Farther to the south, photographs have shown China engaged in filling in the sea at the Johnson South Reef, in the Spratly chain of islands. Some analysts suggest that China intends to build an airstrip there. The Philippines has protested. It regards the reef as within its EEZ. And a declaration signed in 2002 by the ten-member Association of Southeast Asian Nations (ASEAN) and China bars new building on disputed rocks.
Perhaps most outrageous, China does not even deign to explain the basis of its claims. In the case of the oil rig, for example, it might regard the area where it is operating as part of the EEZ attached to Hainan province, an undisputed part of its territory. Or perhaps it belongs to the Paracels, from which China expelled the former South Vietnam in 1974. Or perhaps it is just encompassed by the “nine-dash line”, a lolling tongue of passive cartographic aggression that China says gives it historical rights over almost the entire South China Sea. The nine-dash line is itself ambiguous. Chinese scholars say that it probably implies a claim to the land features inside the line, an interpretation which could in theory be squared with the law of the sea. But even they are not sure that it does not assert sovereignty over the water as well.
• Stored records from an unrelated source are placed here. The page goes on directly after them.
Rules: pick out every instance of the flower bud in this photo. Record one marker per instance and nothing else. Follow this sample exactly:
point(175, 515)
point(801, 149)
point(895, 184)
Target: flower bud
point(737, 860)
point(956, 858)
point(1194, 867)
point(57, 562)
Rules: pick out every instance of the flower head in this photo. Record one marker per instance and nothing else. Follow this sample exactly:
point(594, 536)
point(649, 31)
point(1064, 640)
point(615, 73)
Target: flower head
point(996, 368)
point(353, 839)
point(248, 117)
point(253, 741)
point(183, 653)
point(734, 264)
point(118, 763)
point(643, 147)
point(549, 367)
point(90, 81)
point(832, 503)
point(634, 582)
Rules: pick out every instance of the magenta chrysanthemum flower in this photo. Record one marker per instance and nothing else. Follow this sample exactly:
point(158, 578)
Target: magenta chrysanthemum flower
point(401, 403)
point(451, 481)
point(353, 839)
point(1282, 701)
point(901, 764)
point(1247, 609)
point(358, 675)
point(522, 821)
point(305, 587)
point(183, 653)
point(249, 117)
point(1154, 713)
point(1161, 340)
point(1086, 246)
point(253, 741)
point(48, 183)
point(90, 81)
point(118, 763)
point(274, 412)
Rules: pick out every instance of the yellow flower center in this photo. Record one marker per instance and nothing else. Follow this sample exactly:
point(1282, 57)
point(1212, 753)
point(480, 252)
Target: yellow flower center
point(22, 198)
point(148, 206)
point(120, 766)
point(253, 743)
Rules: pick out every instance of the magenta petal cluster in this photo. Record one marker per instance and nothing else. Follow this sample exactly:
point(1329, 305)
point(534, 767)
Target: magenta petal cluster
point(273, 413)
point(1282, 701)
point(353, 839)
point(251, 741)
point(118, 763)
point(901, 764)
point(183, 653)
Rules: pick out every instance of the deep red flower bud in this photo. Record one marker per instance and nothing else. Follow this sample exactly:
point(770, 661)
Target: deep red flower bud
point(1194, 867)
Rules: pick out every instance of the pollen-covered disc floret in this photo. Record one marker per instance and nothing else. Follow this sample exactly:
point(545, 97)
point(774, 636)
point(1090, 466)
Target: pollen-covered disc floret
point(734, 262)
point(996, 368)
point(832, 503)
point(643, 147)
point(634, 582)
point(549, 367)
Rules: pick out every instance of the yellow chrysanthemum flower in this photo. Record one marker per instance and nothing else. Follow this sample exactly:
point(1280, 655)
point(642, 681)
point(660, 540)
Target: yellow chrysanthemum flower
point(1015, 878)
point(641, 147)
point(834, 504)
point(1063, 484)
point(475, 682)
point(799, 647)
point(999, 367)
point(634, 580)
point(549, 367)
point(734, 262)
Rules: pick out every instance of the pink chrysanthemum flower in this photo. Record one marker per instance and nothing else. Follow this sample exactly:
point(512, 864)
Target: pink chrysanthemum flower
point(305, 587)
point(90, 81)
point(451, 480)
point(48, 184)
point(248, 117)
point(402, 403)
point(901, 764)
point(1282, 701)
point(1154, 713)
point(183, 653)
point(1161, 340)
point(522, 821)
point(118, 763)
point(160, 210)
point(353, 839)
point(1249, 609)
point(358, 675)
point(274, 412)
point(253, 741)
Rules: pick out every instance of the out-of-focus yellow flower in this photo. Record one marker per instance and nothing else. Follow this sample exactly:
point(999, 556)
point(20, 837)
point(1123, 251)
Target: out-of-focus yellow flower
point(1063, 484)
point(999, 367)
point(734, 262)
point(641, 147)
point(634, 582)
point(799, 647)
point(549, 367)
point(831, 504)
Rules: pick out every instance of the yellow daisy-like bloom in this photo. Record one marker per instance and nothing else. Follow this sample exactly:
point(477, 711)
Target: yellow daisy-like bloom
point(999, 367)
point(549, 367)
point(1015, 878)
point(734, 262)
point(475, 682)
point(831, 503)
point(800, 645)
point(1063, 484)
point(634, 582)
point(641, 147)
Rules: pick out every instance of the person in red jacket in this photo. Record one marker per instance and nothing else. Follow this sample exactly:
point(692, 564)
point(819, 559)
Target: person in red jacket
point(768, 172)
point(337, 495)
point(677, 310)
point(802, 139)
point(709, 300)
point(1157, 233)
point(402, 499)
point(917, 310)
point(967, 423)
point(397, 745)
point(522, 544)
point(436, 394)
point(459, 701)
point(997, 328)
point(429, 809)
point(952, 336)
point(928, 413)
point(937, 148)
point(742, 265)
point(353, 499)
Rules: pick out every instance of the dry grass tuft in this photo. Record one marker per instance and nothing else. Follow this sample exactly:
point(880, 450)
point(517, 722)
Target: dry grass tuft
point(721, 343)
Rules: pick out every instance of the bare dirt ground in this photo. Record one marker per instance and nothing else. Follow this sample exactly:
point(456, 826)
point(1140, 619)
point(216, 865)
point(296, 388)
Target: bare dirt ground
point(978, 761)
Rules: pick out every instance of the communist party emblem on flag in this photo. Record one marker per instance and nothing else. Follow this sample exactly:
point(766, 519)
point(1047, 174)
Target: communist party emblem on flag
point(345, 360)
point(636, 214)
In the face of all this Mr Aquino tempers his outrage with realism. “They are 1.3 billion people and we are 98m”, he says. This echoes the words of the then Chinese foreign minister in 2010, who reminded ASEAN that “China is a big country and other countries are small countries and that is just a fact.” A sober assessment suggests that none of the three approaches the Philippines has adopted to resist Chinese encroachment stands much hope of success—though they have certainly annoyed China.